Thoughts and ideas from My IT
Password Best Practices
May 3, 2018 at 8:00 AM
by Chris Gonzales

The first Thursday of May each year is World Password Day, a celebration to promote better password habits. "Passwords are critical gatekeepers to our digital identities, allowing us to access online shopping, dating, banking, social media, private work and life communications." (Per National Day Calendar)

Here are our best practices for creating a strong password, along with signs of a weak password.

Suggestions for Selecting a Strong Password:

  • Use 8-12 characters
  • Utilize a combination of letters (upper & lowercase), numbers, and symbols
  • Separate your special characters between letters
  • Make passwords unique; avoid using dictionary words
  • Try a passphrase, an easy-to-remember acronym of a collection of words like a poem or catchphrase like SPPy@yC for Strong Passwords Protect You And Your Company
  • Have different passwords for your company email, personal email, and other accounts because once a hacker has access to one account, the hacker will attempt to login to other accounts with the same username and password. If a hacker accesses your email, he/she can authenticate password changes to lock you out of your own accounts.

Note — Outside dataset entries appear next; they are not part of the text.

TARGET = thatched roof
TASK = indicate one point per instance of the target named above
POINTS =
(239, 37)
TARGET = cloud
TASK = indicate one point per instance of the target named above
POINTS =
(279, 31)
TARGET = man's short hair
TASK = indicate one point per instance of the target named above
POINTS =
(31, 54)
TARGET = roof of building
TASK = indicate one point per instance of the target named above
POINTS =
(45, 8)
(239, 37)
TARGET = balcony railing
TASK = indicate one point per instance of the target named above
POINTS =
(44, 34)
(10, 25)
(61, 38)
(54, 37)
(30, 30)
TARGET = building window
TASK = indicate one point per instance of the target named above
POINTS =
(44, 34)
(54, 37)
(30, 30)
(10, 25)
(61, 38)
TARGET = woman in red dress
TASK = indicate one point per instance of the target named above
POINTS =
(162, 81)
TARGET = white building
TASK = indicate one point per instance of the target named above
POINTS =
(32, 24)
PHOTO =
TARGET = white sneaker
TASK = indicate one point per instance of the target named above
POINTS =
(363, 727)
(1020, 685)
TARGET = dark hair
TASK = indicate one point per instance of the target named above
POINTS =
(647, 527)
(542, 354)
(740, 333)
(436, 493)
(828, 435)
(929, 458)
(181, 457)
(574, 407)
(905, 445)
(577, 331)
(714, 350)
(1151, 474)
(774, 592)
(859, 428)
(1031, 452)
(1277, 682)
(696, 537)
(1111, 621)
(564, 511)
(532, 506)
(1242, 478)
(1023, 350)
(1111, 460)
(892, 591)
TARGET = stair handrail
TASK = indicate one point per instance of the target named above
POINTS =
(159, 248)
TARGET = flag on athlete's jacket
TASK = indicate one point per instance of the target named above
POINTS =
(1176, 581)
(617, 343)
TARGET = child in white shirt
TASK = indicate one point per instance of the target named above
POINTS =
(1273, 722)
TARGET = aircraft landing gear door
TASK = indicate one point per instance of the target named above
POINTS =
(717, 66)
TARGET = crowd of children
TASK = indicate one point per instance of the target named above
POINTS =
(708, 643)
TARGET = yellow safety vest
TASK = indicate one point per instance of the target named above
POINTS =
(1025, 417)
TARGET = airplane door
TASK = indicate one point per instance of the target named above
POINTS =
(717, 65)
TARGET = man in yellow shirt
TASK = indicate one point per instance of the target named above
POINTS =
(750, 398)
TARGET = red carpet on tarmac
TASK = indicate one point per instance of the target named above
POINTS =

Characteristics of a Weak Password (what you shouldn’t do):

  • Using generic words like password, easy123, your name, your username, or company’s name or core product
  • Using personal information that is easily accessible like date of birth,phone numbers, address, or names of family members
  • Using simple adjacent keyboard combinations like qwerty or 123456789
  • Using the same password for all accounts
  • Not changing your password periodically, especially after a known breach
  • Storing your password in a visible location like under your keyboard, on a sticky note, or on a bulletin board

Along with Using Your Strong Passwords:

  • Log off accounts when sharing a computer
  • Keep your passwords private, do not share (ESPECIALLY via email or text) with colleagues, friends, or family members
  • Enable multi-factor authentication when possible (requiring a passcode being sent to your phone) whenever possible

Along with creating a strong password, a good IT support team will confirm new users before creating new accounts, remove inactive users, and follow password best practices for their own logins.